Objective: The relationship between injuries sustained in a motorcycle crash (MCC) by unhelmeted motorcyclists and the multitude of costs associated with those injuries has been a decades-long debate. Results from research addressing injuries and mortality due to helmet use in MCCs demonstrates that unhelmeted motorcyclists experience more severe injuries, resulting in higher health care costs and an increased likelihood of requiring care beyond the hospital in other facilities. However, a link between injury severity and hospital costs has not been established with its spillover effect onto health insurance providers. This retrospective study was designed to delineate the health care and insurance costs of adult trauma patients admitted to a Level 1 trauma center due to an MCC.
Methods: The study included adult trauma patients 18 years of age or older admitted to a Level 1 trauma center due to an MCC between January 1, 2005, and December 31, 2010. The center is a receiving hospital for the central third of a Midwestern state, serving a medium-sized city as well as rural and isolated population areas. Patients were stratified into 2 groups based on helmet use. Patient variables included mechanism of injury, clinical characteristics, total units of blood used, intensive care unit (ICU) length of stay (LOS), hospital LOS, days on a ventilator, mortality, number of procedures during hospital stay, primary payor, discharge location, and total hospital charges. A linear regression model was used to predict the charges associated with the severity of injuries.
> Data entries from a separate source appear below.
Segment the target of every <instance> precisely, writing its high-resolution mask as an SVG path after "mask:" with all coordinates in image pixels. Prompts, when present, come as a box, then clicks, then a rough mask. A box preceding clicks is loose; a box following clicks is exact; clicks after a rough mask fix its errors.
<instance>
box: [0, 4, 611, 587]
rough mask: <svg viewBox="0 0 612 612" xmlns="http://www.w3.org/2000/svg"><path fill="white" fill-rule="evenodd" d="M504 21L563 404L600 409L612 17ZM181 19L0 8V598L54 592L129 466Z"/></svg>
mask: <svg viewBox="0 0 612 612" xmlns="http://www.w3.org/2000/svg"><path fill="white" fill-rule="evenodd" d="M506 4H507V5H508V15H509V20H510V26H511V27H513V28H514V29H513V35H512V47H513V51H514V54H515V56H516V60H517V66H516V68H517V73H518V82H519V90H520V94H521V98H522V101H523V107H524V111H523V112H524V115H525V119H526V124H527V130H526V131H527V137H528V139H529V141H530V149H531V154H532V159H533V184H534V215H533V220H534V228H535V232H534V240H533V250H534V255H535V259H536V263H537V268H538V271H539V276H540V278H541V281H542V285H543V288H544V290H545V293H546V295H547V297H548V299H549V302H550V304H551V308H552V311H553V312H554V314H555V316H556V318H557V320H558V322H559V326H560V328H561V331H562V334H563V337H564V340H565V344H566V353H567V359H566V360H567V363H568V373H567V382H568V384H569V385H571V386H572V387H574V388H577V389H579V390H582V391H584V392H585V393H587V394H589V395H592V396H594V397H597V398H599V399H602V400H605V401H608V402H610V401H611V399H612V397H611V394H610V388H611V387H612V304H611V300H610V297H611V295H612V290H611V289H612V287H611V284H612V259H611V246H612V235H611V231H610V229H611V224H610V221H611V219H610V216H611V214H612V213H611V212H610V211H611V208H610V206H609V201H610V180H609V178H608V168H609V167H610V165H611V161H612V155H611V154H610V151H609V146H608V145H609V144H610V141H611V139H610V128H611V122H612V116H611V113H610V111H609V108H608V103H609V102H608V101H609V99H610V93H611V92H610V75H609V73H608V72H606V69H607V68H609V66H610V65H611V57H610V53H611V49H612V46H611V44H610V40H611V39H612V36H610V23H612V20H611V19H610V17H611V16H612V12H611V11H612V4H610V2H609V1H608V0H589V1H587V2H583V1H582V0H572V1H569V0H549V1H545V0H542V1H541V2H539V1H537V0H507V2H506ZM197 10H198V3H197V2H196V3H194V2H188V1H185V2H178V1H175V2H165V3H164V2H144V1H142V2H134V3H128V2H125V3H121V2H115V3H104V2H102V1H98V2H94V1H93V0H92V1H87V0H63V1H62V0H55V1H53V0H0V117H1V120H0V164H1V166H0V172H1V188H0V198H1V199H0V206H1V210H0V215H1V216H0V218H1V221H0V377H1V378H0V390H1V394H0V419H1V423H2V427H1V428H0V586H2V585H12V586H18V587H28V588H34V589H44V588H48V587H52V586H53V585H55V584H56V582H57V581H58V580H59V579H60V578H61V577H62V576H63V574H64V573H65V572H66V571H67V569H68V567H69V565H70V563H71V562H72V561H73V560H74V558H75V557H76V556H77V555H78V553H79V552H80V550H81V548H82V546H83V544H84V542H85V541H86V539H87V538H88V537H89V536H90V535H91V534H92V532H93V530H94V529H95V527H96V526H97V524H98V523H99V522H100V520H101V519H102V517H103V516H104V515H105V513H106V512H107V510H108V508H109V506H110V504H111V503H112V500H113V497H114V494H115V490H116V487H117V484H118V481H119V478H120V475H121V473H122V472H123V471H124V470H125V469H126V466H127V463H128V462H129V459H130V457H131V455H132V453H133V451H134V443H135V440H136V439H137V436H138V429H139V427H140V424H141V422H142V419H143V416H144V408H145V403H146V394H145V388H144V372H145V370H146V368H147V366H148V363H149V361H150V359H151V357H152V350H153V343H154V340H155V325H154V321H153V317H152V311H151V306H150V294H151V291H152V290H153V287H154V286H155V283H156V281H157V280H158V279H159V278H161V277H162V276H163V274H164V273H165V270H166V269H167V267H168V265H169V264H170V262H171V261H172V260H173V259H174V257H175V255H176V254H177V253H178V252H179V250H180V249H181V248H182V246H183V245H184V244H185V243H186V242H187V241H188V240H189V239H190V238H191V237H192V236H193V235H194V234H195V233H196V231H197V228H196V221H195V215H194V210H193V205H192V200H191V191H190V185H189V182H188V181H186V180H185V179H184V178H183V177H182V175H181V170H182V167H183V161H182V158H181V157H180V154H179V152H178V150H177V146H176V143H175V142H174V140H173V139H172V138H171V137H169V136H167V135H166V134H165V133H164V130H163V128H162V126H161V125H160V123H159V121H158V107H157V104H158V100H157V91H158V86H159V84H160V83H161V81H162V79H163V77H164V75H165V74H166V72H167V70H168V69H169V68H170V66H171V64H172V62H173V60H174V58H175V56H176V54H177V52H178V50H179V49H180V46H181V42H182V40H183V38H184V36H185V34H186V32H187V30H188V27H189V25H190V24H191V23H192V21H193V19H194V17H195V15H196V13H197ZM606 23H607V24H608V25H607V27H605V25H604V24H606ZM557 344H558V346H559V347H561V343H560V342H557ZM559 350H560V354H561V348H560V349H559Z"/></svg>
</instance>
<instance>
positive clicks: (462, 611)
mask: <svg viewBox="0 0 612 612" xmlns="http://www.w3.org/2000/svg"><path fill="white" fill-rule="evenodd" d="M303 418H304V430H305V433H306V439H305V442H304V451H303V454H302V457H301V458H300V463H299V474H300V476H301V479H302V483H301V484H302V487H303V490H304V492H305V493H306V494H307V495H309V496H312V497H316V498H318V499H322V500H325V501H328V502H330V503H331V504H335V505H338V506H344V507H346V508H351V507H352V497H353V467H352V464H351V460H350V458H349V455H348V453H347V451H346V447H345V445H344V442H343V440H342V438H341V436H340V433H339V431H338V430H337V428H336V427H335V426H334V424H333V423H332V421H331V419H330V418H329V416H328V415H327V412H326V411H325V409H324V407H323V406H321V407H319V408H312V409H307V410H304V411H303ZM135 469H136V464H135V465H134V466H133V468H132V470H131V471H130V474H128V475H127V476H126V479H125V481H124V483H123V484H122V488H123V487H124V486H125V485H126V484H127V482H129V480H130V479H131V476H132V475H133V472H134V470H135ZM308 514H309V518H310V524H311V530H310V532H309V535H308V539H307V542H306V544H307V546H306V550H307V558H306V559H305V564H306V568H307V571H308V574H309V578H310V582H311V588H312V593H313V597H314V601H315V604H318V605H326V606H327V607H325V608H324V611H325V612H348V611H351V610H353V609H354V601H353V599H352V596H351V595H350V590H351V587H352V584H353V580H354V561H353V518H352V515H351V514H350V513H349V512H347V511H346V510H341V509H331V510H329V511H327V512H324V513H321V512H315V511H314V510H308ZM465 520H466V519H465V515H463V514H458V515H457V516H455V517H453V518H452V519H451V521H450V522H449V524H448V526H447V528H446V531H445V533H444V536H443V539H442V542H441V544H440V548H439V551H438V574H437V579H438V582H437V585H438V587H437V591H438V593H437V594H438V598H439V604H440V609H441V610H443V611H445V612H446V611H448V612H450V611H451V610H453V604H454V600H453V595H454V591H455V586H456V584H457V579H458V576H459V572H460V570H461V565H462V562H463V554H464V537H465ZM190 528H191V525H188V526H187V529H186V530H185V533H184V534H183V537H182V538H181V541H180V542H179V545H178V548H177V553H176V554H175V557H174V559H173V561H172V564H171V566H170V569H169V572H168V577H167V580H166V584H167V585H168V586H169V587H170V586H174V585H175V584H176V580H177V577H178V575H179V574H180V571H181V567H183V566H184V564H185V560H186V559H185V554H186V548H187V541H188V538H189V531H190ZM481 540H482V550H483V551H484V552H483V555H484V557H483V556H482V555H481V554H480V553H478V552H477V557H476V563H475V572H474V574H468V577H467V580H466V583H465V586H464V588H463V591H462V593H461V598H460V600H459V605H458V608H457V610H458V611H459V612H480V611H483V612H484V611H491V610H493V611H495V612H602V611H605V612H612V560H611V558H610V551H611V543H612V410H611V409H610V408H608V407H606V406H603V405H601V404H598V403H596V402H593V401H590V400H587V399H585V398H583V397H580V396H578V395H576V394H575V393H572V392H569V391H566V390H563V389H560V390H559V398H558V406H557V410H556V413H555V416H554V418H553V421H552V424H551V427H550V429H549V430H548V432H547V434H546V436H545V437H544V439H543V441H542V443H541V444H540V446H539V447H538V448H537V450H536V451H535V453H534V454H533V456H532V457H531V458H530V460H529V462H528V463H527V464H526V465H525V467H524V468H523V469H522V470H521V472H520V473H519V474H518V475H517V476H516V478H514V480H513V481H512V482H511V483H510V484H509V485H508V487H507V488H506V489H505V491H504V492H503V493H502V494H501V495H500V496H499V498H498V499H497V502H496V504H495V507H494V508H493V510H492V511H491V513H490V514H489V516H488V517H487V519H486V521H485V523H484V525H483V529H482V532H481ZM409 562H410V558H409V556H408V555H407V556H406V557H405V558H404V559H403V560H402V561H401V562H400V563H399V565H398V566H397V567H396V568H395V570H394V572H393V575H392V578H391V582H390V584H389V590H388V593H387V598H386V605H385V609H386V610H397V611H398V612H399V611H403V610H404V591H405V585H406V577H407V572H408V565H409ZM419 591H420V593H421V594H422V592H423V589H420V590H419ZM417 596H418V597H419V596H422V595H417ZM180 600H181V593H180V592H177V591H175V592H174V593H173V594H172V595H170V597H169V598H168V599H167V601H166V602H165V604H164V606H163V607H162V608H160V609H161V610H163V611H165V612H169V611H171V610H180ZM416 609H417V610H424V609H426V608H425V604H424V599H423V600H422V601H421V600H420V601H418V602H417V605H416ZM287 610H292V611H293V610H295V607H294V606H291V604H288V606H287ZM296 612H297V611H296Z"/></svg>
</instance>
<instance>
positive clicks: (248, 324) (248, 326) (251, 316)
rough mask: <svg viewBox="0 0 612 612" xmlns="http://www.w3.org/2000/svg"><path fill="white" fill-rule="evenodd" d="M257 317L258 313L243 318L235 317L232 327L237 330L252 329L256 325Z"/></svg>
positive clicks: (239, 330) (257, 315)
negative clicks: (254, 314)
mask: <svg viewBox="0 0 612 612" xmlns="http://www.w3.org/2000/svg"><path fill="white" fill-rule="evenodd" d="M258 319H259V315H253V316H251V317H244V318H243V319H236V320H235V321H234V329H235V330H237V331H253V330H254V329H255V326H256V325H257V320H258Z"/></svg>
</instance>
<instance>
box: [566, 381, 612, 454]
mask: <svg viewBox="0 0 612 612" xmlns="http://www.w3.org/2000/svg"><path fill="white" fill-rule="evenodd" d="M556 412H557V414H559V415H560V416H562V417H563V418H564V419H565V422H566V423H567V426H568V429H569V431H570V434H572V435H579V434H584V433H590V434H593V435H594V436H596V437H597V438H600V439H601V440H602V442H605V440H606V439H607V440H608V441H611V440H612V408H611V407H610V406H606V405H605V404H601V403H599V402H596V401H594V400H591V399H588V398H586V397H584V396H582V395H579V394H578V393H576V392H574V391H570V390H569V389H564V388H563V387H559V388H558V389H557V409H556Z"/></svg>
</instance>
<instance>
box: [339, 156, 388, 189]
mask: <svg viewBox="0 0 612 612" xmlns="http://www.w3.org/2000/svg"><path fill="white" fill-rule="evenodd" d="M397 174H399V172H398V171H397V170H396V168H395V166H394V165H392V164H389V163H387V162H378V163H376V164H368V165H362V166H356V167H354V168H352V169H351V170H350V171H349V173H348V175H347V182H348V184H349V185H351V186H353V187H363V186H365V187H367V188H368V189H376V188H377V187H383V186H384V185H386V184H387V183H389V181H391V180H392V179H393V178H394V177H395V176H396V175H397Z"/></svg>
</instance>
Results: A significant difference was found for total hospital charges. The mean total hospital charge for helmeted patients was $4184.26 compared to $7383.31 for unhelmeted patients. The prediction model was statistically significant, indicating that not wearing a helmet starts the patient at a cost of $3199.06. The cost of treatment for patients who wore helmets was $256.93 for each incremental increase in Injury Severity Score (ISS) compared to $537.57 for unhelmeted patients. ICU LOS, hospital LOS, and vent days were statistically significant, with durations longer for unhelmeted patients. Helmeted patients also required more units of blood. The total number of procedures for each patient approached significance, with the unhelmeted group requiring more procedures.
Conclusions: The goal of the study was to delineate the medical costs associated with helmet use and nonuse in motorcyclists. The results demonstrate that medical costs due to an MCC for an unhelmeted motorcyclist were significantly higher than for a helmeted motorcyclist. These costs were paid by providers of health insurance, mainly Civilian Health and Medical Program of the Uniformed Services (CHAMPUS), Medicaid, and commercial insurance.